The Journey to Certification
Leslie sought certification in order to measure her skills against internationally recognized standards. Knowing she needed more than her background in fashion and art, she began building a genealogy education plan which included local classes, the NGS Home Study course, and attendance at NIGR (National Institute on Genealogical Research, now named Gen-Fed). Then she learned about something amazing—the ProGen Study Program—which she credits as one of the most important milestones in her studies.

“Getting and giving peer review on homework assignments was so valuable. Our mentor Claire Bettag was instrumental in keeping me focused on my path to certification even though it took a few years longer than I intended. During and after completing ProGen, I would touch base with her at national institutes and conferences. I remember her saying ‘Just press Send,’ meaning that many of us (in our ProGen class) were likely more ready for certification than we imagined. She was right, but I still felt I had so much more to learn before I was ready to submit my application.”

Leslie advanced next to attending institutes for deeper immersion in subjects such as southern records, writing and publishing, and advanced methodology. Later, she added genetic genealogy, the advanced evidence analysis practicum, and Virginia records. Also important were the BCG Education Fund’s half-day workshops held before NGS conferences which provided her with valuable skill-building in a small classroom setting.

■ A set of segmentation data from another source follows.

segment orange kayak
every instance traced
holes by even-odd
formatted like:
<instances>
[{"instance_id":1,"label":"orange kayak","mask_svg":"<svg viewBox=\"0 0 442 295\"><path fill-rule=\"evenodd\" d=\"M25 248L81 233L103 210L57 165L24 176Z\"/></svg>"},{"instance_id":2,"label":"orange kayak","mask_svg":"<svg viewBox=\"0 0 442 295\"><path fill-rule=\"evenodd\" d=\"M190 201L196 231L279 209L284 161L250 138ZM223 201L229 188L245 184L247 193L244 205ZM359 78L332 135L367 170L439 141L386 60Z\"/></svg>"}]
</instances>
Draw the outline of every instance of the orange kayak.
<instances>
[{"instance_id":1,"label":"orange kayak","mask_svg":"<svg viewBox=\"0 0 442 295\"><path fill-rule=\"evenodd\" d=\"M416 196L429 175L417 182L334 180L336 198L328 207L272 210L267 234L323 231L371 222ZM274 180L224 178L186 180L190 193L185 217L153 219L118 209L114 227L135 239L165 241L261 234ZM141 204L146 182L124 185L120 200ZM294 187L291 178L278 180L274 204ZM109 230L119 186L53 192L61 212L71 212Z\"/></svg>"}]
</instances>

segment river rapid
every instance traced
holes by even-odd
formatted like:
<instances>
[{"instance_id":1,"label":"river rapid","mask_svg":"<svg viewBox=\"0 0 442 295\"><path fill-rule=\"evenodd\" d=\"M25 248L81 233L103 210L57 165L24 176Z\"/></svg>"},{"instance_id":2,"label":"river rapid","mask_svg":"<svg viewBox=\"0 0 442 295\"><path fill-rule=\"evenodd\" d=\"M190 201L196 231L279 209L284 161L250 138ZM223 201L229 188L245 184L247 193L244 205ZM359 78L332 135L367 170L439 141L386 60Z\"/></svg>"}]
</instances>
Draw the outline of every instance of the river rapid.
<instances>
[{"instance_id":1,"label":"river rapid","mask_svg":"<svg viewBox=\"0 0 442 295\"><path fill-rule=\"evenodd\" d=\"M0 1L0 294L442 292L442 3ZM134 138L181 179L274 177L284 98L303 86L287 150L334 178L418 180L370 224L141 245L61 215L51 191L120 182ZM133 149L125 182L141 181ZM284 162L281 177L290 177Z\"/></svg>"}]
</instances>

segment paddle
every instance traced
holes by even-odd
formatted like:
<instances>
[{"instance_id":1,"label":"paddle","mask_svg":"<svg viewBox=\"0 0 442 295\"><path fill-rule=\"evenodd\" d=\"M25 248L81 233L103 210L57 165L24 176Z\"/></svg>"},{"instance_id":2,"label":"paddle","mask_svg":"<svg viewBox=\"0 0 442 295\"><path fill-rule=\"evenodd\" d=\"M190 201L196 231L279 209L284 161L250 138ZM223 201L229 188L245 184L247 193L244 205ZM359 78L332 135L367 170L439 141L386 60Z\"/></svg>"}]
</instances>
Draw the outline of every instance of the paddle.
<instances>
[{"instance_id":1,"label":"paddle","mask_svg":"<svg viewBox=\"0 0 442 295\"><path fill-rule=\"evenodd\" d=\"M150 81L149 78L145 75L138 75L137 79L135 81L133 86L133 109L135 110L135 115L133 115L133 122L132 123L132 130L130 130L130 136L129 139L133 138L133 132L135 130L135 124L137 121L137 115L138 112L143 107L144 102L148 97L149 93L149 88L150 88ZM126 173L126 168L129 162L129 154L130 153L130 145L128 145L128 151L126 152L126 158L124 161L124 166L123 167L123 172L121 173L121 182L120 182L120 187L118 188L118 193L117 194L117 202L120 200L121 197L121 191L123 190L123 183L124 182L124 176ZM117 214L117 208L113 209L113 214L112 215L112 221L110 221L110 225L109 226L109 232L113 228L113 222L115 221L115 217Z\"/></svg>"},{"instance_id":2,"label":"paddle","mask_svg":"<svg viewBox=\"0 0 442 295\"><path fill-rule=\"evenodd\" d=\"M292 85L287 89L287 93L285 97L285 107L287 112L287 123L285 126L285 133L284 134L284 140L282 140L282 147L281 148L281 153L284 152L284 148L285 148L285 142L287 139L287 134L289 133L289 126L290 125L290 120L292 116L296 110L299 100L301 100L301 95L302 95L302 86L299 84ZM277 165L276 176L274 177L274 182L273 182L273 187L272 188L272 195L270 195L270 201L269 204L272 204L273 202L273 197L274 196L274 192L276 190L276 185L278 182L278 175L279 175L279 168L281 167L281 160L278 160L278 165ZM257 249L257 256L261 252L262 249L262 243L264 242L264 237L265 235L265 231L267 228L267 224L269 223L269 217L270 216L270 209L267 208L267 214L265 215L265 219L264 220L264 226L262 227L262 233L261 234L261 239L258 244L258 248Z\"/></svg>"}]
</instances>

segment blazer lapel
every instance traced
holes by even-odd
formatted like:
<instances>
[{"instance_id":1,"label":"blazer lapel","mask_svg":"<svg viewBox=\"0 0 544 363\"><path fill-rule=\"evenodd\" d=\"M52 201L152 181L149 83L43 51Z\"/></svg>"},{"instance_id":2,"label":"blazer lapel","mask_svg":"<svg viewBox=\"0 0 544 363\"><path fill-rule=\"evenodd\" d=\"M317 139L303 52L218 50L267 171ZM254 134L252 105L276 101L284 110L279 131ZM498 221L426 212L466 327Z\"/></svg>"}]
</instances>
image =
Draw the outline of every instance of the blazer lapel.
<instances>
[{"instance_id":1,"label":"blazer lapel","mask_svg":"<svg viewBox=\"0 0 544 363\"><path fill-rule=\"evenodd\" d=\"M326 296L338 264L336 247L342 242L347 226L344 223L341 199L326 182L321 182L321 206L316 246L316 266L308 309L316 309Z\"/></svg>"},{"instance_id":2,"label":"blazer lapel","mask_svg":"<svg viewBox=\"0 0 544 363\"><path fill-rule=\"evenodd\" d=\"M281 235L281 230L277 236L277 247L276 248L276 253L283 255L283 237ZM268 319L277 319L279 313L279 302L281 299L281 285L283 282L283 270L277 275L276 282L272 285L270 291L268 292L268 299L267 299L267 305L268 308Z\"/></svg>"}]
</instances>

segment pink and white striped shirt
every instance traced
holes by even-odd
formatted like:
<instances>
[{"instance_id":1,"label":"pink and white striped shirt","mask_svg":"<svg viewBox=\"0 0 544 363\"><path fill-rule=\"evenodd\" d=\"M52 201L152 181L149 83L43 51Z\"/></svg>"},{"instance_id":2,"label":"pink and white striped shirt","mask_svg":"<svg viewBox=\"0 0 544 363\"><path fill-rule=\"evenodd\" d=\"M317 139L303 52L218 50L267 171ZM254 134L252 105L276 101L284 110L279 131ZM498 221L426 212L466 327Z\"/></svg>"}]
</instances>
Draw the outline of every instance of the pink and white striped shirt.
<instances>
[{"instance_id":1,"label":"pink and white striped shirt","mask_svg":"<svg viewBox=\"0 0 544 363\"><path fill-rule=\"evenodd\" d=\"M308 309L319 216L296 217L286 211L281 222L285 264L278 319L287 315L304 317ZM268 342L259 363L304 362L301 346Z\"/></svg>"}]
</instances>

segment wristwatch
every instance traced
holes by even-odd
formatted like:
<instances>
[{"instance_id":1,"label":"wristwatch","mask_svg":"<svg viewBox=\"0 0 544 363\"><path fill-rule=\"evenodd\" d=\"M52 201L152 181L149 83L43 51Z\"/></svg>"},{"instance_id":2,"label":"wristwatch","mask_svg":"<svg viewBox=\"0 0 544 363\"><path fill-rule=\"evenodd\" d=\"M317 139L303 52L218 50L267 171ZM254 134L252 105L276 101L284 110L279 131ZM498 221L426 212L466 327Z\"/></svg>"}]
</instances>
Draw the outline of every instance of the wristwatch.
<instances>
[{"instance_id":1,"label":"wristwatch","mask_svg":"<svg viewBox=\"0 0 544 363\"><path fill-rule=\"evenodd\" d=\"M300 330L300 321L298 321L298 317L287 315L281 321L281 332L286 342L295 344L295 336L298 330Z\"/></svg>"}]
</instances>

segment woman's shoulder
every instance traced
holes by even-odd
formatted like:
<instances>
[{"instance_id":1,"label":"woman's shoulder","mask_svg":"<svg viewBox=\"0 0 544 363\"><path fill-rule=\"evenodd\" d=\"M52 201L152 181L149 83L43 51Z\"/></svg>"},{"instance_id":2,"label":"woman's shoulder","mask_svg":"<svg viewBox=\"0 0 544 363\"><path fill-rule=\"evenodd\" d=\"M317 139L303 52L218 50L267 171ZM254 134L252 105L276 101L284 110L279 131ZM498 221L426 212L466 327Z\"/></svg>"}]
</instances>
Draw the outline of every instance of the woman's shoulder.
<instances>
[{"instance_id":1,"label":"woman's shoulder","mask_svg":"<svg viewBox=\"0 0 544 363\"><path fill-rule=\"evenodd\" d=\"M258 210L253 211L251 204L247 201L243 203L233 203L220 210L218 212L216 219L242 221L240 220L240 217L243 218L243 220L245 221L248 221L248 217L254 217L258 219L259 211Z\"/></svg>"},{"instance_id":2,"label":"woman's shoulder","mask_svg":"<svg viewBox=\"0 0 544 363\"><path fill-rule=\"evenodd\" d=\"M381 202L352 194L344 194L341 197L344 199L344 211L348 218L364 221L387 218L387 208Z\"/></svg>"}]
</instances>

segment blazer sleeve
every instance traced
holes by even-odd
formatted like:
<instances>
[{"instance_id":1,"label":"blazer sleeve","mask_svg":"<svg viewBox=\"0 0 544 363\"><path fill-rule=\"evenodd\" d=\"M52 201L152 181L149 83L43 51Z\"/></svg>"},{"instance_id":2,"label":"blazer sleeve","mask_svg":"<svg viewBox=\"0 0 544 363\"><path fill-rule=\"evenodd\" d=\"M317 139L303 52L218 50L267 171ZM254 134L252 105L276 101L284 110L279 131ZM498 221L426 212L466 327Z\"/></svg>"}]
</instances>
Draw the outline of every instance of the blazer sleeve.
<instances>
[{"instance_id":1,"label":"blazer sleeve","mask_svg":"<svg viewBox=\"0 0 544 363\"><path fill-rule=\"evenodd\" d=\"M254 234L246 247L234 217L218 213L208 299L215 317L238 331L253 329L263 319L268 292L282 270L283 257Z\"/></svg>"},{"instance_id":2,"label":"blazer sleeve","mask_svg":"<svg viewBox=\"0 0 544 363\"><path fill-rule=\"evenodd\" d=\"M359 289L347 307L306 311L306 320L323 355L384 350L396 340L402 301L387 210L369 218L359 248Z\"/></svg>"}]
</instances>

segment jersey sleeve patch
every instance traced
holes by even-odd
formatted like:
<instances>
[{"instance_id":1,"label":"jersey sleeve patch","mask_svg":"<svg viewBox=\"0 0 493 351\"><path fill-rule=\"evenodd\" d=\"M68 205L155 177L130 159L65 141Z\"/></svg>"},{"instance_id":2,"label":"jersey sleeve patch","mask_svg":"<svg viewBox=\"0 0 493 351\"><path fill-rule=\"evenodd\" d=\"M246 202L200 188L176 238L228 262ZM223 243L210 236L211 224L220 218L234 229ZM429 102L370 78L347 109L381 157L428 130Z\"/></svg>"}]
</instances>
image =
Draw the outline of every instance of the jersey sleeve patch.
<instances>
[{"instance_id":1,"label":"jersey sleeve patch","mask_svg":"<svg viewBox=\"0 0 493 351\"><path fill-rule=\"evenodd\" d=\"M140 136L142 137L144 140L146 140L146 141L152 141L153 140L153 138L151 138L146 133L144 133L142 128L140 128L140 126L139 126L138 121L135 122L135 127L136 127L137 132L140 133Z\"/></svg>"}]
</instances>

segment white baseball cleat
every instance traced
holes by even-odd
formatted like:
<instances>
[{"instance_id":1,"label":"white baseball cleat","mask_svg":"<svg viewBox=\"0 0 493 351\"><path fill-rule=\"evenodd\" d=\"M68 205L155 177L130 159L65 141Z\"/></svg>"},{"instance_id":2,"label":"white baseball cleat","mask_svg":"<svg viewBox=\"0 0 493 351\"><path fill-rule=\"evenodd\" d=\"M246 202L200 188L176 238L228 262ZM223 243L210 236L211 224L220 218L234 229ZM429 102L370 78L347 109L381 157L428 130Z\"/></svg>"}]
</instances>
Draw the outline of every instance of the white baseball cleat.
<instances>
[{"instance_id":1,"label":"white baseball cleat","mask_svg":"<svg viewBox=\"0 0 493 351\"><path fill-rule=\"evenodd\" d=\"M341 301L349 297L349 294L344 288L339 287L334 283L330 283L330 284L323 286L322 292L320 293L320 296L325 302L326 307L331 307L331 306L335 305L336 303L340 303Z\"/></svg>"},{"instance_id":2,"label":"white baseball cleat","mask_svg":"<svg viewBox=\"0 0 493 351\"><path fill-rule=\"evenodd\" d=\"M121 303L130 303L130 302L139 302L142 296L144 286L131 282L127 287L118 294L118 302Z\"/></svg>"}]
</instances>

Leslie’s most satisfying work is using indirect evidence to prove relationships. In her portfolio she refuted direct evidence for the father of her third great-grandmother and used indirect evidence to name the correct father. Her ongoing challenges are similar problems of determining the identity of female ancestors, as well as crossing the pond on her father’s lines.

The day after Leslie sent in her portfolio she began her second one, not having confidence that she would pass the first time, but she did!

Her Advice

  • Have an educational plan and timeline, but don’t beat yourself up if you don’t make every milestone as you planned. Just keep plugging away at it.
  • Take time out for exercise. It frees your mind when you step away from your desk and can give you a fresh perspective.
  • Use your best work examples, not your first!
  • Complete all or as many of the portfolio requirements as you can ahead of when you submit your preliminary application. Then use the time “on the clock” to review and polish your work. Read every requirement several times so you understand exactly what the guide is describing.

Sincere thanks to Leslie Watson Tomlinson, CG® for sharing her story.

The words Certified Genealogist and letters CG are registered certification marks, and the designations CGL and Certified Genealogical Lecturer are service marks of the Board for Certification of Genealogists®, used under license by board certificants after periodic evaluation.